Before the wines are processed further, they age for six months in the oak barrels — and completely without malolactic fermentation, in order to preserve the aroma of the grapes as fully as possible. Every year, 250 000 bottles of champagne are bottled here. What initially sounds like a considerable number, is later put into perspective upon comparison with another Champagne wine cellar in Épernay, that produces up to 32 million bottles annually. “Champagne from Alfred Gratien is and remains something special, not a mass-produced product,” explains Nicolas Jaeger, emphasising the philosophy of the traditional company that has belonged to the Henkell & Co. group since the year 2000. In doing so, there was a conscious choice made in favour of a brand that places quality at the top of its priorities, a brand where you search in vain for the large production hall, and even one where things take place like they would in a factory but where — yes, you heard correctly — only four colleagues work alongside Jaeger. The Cuvées that result from the wines during the second processing step ultimately age for at least four or five years in their bottles before restaurants and selected distributors can offer them as Alfred Gratien Champagne. To better understand this process, the visitors firstly have to go back outside, quickly through the courtyard and through the long-forgotten fog and into the second building, into the lift and down into the depths. More precisely: 18 metres underground. It doesn’t take long for your eyes to become accustomed to the semi-darkness, but yet you rub them an unbelievable amount of times upon entering the champagne cellar. 1.5 million bottles — or better: five years — of champagne are stored here, inserted into wooden racks almost upside down, in kilometre-long corridors that even reach all the way under the premises of the neighbouring wine cellar. The bottles are rotated by hand or machine at regular intervals, so that their contents slowly turn into sparkling Alfred Gratien Champagne. This fermentation process has long been completed for a row of very special bottles, which — covered with a white chalky layer of dust — were bottled as early as 1967 or even 1945. “Our little museum,” smiles Nicolas Jaeger modestly — and is, indeed, visibly proud of the fact that he is a wine maker for Alfred Gratien.
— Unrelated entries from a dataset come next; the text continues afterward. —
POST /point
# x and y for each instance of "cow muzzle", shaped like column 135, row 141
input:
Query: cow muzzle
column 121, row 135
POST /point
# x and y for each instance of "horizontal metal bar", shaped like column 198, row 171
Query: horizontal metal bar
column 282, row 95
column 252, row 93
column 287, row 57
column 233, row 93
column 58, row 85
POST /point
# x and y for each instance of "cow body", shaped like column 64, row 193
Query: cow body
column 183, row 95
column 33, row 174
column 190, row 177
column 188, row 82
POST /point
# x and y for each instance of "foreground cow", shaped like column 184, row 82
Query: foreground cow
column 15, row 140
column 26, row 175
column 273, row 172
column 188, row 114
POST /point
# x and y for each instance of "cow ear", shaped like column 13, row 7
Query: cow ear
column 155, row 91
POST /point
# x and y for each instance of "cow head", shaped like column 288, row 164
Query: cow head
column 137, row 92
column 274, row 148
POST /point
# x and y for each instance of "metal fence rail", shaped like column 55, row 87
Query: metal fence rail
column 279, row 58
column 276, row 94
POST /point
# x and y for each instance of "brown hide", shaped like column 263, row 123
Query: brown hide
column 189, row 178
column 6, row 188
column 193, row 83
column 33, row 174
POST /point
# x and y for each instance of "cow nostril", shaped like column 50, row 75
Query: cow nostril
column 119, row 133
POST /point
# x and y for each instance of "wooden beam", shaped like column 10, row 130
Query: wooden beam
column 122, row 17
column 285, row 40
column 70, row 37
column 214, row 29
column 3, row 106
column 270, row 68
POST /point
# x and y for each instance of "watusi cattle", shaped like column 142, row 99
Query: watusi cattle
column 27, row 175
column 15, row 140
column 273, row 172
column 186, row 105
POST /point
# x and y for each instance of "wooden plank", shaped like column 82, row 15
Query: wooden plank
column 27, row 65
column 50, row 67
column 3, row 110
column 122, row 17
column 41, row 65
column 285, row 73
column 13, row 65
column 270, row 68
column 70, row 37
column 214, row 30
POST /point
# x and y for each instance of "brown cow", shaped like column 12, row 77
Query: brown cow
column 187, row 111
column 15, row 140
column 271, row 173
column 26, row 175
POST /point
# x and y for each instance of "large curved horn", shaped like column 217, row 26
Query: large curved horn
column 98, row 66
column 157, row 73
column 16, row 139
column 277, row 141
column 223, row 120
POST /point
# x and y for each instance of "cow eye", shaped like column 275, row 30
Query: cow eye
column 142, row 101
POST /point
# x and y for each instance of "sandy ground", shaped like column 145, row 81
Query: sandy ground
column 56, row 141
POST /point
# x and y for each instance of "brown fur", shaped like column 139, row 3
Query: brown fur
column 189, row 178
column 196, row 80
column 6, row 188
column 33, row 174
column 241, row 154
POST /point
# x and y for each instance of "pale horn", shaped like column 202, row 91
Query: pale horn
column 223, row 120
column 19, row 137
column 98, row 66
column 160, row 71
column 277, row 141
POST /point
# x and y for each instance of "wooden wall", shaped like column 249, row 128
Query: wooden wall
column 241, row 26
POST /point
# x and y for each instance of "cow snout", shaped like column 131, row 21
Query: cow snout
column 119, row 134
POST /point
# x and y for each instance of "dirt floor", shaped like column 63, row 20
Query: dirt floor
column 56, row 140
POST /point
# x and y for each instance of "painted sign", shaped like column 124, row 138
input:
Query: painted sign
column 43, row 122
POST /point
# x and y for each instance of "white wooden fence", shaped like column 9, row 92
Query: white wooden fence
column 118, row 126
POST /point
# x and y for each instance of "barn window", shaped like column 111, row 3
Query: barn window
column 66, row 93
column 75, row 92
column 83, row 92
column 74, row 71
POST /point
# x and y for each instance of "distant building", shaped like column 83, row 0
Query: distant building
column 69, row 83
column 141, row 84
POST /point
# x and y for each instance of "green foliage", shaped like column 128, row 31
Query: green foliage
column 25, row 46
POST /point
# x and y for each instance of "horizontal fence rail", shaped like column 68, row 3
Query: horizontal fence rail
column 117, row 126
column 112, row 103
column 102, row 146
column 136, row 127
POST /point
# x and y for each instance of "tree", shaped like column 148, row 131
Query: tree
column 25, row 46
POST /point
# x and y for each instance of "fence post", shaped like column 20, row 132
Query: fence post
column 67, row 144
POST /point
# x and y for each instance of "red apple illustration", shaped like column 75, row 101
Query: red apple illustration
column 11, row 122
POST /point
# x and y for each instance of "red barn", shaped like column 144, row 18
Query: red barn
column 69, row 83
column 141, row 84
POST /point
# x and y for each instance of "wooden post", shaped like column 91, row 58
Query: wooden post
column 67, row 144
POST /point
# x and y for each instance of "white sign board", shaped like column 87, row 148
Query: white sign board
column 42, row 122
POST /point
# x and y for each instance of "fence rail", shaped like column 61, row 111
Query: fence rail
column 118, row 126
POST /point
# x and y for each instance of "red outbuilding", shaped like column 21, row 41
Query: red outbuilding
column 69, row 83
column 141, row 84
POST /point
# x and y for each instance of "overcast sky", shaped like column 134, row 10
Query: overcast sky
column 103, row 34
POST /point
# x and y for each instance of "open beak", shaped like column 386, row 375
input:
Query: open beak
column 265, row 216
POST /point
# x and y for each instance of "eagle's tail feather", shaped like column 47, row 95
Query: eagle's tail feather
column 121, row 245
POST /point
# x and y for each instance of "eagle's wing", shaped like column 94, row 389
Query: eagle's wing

When you ask him, Nicolas Jaeger doesn’t take long to consider what the best occasion is to open a bottle of champagne. “Champagne is drunk upon victories and defeats, in sun and rain, because of love and in times of sorrow,” laughs the Frenchman, for whom not a day goes by without a glass of Alfred Gratien. “Our champagne is unbelievably versatile. Imagine a dinner: A different champagne is served with each course, perfectly matched to the dish. You will be wowed by the different flavours,” he gushes passionately.
So beautiful and so impressive? It would have been impossible to have imagined a trip to the Champagne region such as this one.